State of the Wiki Software

thegreedyturtle thegreedyturtle at gmail.com
Fri May 6 23:19:10 UTC 2005


Hello again,
I'm sending this immediately after my last one, but it's a separate
topic and I thought it deserved a separate email.

Why is our wiki software so goofy?

There's a lot of chatter going on about switching everything over to
MoinMoin markup, but being hesitant because people aren't sure if
MoinMoin is gonna stick... if anyone can give a definite about this I'd
like to hear about it myself. On a side note, are there any good
MoinMoin editors out there? I'm really sick of doing my markup testing
on the live servers. Mostly because they are slow - that's for later
though.

I like MoinMoin because it's simple, and that encourages people who
might be a little hesitant to add their knowledge.

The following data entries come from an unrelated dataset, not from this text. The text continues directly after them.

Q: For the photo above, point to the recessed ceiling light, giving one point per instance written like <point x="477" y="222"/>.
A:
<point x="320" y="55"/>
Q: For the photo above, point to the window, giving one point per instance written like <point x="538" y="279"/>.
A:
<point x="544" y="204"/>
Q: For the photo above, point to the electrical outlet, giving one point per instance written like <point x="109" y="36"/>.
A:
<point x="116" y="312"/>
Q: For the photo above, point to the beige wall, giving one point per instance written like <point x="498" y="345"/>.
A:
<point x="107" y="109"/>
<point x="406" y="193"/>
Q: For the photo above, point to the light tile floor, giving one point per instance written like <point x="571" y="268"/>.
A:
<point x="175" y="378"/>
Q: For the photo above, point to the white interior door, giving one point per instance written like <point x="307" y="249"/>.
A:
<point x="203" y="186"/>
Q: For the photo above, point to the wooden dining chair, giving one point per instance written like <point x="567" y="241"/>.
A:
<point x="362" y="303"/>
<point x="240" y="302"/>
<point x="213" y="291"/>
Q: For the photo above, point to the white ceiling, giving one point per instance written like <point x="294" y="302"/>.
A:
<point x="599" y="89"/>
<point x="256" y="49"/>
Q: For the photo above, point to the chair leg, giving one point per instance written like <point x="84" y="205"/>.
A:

If we are going to use the MoinMoin markup, is there someone out there
working on actually getting it to work right? I'd really like to see
block quotes and bullets working correctly. Right now I've been avoiding
blockquotes in their entirety since they screw up the bullets in the
page. And what is up with the blue bullets? That's way off style in my
opinion. Gimmie a brown or black...

Example:
Compare these two documents that are considered finished from the
WikiToDo.
http://www.ubuntulinux.org/wiki/SSHHowto and
https://www.ubuntulinux.org/wiki/CronHowto
Both are good technically, but you can easily see which one is nicer to
read. And I'm sorry to say, but you can't actually create the SSHHowto
with MoinMoin markup, or at least I don't know how to at the moment. The
author of SSHHowto used reStructured markup to do that document.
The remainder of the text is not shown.